Análise comparativa dos atendimentos entre crianças vítimas de violência e acidentes de emergência e fatores associados, segundo faixa etária, OR bruto e OR ajustado por idade, sexo e cor da pele. Nas 24 capitais* e Distrito Federal, Brasil, 2014.

As quedas (52,4%) foram os acidentes mais frequentes, seguido de outros (36%), de transporte (9,4%) e queimaduras (2,2%). Em crianças de até 1 ano de idade predominaram as quedas (63,1%; p < 0,001), dentre as quais a do leito/mobília (42,5%) e do mesmo nível (31,7%). Contudo, a última foi mais frequente nas crianças entre 6 a 9 anos (60,2%) (p < 0,001).
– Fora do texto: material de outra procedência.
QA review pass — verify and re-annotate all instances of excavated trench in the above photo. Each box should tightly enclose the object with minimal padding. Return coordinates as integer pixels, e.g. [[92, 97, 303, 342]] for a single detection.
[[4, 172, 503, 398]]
O segundo evento mais frequente foram os outros acidentes, destacando o choque contra objeto/pessoa em crianças de 6-9 anos (32,1%) e entre 2-5 anos (18,9%) (p < 0,001), além do entorse/esmagamento (15%) e acidentes com animais (13%). Os acidentes de transportes predominaram em crianças de 6-9 anos (12,1%), o tipo de vítimas mais frequente foram os passageiros (40,6%), especialmente entre as crianças de 0-1 ano (66%). O meio de locomoção da vítima predominante foi a bicicleta (41,5%). A bicicleta-velocípedes, triciclos não motorizados e similares (41,5%) foi o meio de locomoção da vítima mais frequente entre as crianças de 6-9 anos (45,8%) (p < 0,001). As queimaduras (2,2%) foram mais frequentes no grupo de 0-1 ano (4,8%), sendo as causadas por substâncias quentes as mais frequentes em todas as faixas de idade (72,8%) (Tabela 4).

Tabela 4
Atendimentos de emergência por acidentes entre crianças segundo características dos eventos por faixa etária – 24 capitais* e Distrito Federal, Brasil, 2014.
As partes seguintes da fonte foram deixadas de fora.